Selon l’article 700 1° de ce code, le juge condamne la partie tenue aux dépens ou qui perd son procès à payer à l’autre partie la somme qu’il détermine au titre des frais exposés et non compris dans les dépens, le juge tient compte de l’équité ou de la situation économique de la partie condamnée.
Le premier juge a fait une application équitable de ces dispositions.

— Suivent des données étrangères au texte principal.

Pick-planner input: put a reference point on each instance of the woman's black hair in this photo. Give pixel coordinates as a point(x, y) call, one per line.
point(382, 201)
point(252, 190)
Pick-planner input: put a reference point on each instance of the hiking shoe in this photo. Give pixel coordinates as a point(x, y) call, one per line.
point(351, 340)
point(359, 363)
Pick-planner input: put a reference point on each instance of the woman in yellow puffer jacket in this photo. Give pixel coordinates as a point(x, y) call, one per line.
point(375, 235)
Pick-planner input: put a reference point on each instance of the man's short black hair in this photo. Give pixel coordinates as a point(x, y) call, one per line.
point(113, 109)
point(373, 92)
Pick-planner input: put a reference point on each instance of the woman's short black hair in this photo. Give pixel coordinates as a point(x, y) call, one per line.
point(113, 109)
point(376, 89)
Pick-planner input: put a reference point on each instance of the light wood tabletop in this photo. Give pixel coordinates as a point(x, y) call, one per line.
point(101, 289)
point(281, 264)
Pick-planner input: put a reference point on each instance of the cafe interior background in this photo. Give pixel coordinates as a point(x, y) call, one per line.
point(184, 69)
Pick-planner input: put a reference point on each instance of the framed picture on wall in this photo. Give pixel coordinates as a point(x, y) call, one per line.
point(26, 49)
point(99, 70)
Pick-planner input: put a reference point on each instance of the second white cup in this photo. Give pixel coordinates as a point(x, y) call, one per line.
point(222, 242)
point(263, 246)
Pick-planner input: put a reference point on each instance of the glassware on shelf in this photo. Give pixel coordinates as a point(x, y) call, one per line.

Les circonstances de l’espèce justifient de débouter les parties de leurs demandes au titre des frais exclus des dépens exposés en cause d’appel.
PAR CES MOTIFS
La Cour,
Statuant en dernier ressort, après débats en audience publique, par arrêt réputé contradictoire rendu par mise à disposition au greffe, dans les limites de l’appel interjeté,
Confirme le jugement sauf en ce qu’il a condamné la SCI La Bichotte à mettre fin, à ses frais et dans les règles de l’art, aux empiétements du chapeau du mur bahut affectant le fonds de M. [X] [D] et Mme [V] [O] épouse [D] ;
Statuant de nouveau,
Déboute M. [X] [D] et Mme [V] [O] épouse [D] de leur demande au titre des empiétements ;
Y ajoutant,
Condamne in solidum M. [X] [D] et Mme [V] [O] épouse [D] à payer à la SCI La Bichotte, représentée par son gérant M. [J] [T], une somme de 750 euros au titre des frais de géomètres ;
Condamne la SCI La Bichotte, représentée par son gérant M. [J] [T] aux dépens d’appel ;
Déboute les parties de leurs demandes au titre de l’article 700 du code de procédure civile.
Prononcé par mise à disposition de l’arrêt au greffe de la cour, les parties en ayant été préalablement avisées dans les conditions prévues au deuxième alinéa de l’article 450 du code de procédure civile.
Signé par Madame Fabienne TROUILLER, Présidente et par Madame Jeannette BELROSE, Greffière, auquel la minute de la décision a été remise par le magistrat signataire.